How severe does this issue affect your experience of using Ray?
- High: It blocks me to complete my task.
Ray: 2.7.2
PyG: 2.3.0
I have a custom environment that provides a graph as an observation given as input to a custom policy model which uses PyG GCNConv model to process the input graph followed by passing the GCNConv output to a sequential model to generate the action logits and value function output.
Policy model processes the input graphs in three steps:
- Reconstruct graph node and edge info from flattened observation
- Create a PyG Batch object from a list of Data objects created for each graph in the input
- Pass the Batch object as input to the GCNConv layer whose output is passed to the sequential network to generate action logits.
Please see the below sample Policy Model code for reference:
import torch
import torch.nn as nn
from torch_geometric.nn import GCNConv
from torch_geometric.data import Data, Batch
from ray.rllib.algorithms.ppo.torch.ppo_torch_rl_module import PPOTorchRLModule
from ray.rllib.models.torch.misc import SlimFC, normc_initializer
class GNNModule(PPOTorchRLModule):
def __init__(self, config):
super().__init__(config)
self.ggnn = GCNConv(in_channels=100, out_channels=100, num_layers=2, norm='BatchNorm', dropout=0.2)
self.policy_head = nn.Sequential(
nn.Linear(100, 64),
nn.ReLU(),
nn.Linear(64, 2),
)
self._value_branch = SlimFC(
in_size=2,
out_size=1,
initializer=normc_initializer(0.01),
activation_fn=None)
def _forward_inference(self, batch):
with torch.no_grad():
return self._common_forward(batch)
def _forward_exploration(self, batch):
with torch.no_grad():
return self._common_forward(batch)
def _forward_train(self, batch):
return self._common_forward(batch)
def _common_forward(self, batch):
max_node_number = 400
state_size = 100
max_edge_count = 1000
obs = batch["obs"]
batch_size = obs.shape[0]
cur_idx = 0
# Setp 1: Reconstructing edge and node info from flattened observation
gnn_edge_index = (obs[:, cur_idx: cur_idx + max_edge_count*2]).reshape(batch_size, -1, 2)
cur_idx += max_edge_count*2
gnn_input_x = (obs[:, cur_idx : (cur_idx + max_node_number*state_size)]).reshape(batch_size, -1, state_size)
# Setp 2: Constructing a batch with size equal to number of graphs coming input to the model
data_list = []
data_list = [Data(x=gnn_input_x[i], edge_index=gnn_edge_index[i].long()) for i in range(batch_size)]
batch_data = Batch.from_data_list(data_list=data_list)

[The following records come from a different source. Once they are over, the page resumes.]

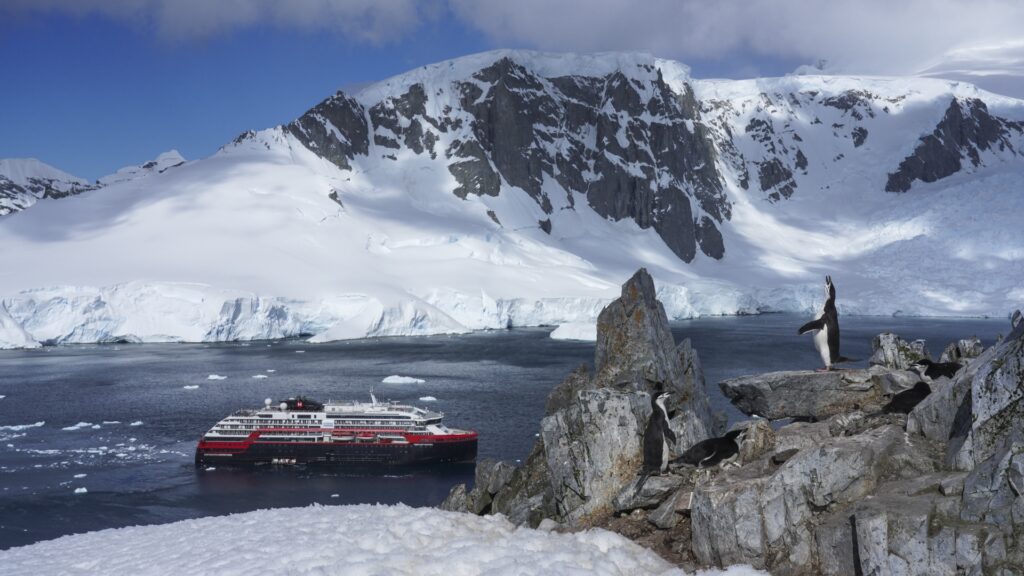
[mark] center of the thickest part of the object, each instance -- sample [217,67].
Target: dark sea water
[133,452]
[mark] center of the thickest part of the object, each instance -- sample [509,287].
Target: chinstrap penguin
[905,401]
[713,451]
[825,329]
[655,440]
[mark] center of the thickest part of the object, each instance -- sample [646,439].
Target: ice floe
[396,379]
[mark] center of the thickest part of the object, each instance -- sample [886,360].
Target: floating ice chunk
[586,331]
[19,427]
[396,379]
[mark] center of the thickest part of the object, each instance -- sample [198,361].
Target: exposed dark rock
[892,352]
[963,351]
[472,170]
[859,135]
[995,405]
[335,129]
[805,394]
[965,131]
[777,177]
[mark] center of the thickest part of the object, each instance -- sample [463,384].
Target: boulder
[654,491]
[590,443]
[593,449]
[665,517]
[758,441]
[994,408]
[963,351]
[768,521]
[456,500]
[636,352]
[892,352]
[805,394]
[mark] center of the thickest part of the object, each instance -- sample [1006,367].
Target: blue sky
[92,85]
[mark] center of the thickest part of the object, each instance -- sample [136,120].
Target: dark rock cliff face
[634,150]
[335,129]
[635,147]
[966,131]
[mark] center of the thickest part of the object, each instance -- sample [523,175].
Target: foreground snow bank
[350,540]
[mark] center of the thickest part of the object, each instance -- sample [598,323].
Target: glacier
[270,239]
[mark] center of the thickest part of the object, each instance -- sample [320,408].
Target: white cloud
[855,36]
[369,21]
[861,36]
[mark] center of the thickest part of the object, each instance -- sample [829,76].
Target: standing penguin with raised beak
[655,440]
[825,329]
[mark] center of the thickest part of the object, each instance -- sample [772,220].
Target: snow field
[351,540]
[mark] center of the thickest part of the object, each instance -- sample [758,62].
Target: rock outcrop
[892,352]
[590,443]
[851,491]
[815,396]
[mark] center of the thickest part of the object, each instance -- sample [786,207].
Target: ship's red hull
[416,450]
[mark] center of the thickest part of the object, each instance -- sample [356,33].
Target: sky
[93,85]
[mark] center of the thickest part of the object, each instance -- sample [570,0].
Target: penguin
[905,401]
[709,452]
[656,437]
[825,329]
[655,440]
[931,370]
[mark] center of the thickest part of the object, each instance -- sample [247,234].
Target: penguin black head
[658,397]
[735,436]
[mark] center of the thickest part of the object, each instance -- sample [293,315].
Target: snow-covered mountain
[164,162]
[25,180]
[515,188]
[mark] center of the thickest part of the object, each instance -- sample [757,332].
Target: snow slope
[296,232]
[162,163]
[350,540]
[25,180]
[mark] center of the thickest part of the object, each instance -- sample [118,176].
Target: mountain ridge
[451,199]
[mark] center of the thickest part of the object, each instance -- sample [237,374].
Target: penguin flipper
[812,325]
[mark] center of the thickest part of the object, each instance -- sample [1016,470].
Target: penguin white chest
[821,343]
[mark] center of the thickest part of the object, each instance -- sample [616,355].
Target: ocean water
[95,437]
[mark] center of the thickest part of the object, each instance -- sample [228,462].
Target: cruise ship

# Setp 3: Calling GCN model with batched data created
x = torch.tanh(self.ggnn(batch_data.x, batch_data.edge_index).reshape(batch_size, -1, 100))
action_logits = self.policy_head(x)
vf_value = self._value_branch(action_logits).squeeze(1)
return {"action_dist_inputs": action_logits, "vf_preds": vf_value}
I have the following queries:
- How can we encode a graph in an observation, currently I pass it as gym Dict space where I create two Box spaces, one for node and the other for edge details, I need to reconstruct the nodes and edges structure back in step 1 because it gets flattened during preprocessing, Is there a better way to encode graph as observation?
- In Step 2, I have to write a for loop to create a PyG Batch object from graphs coming as input, I believe a for loop will serialize the code and hence make the model slow, Is there some way to omit the step 2 in the forward function?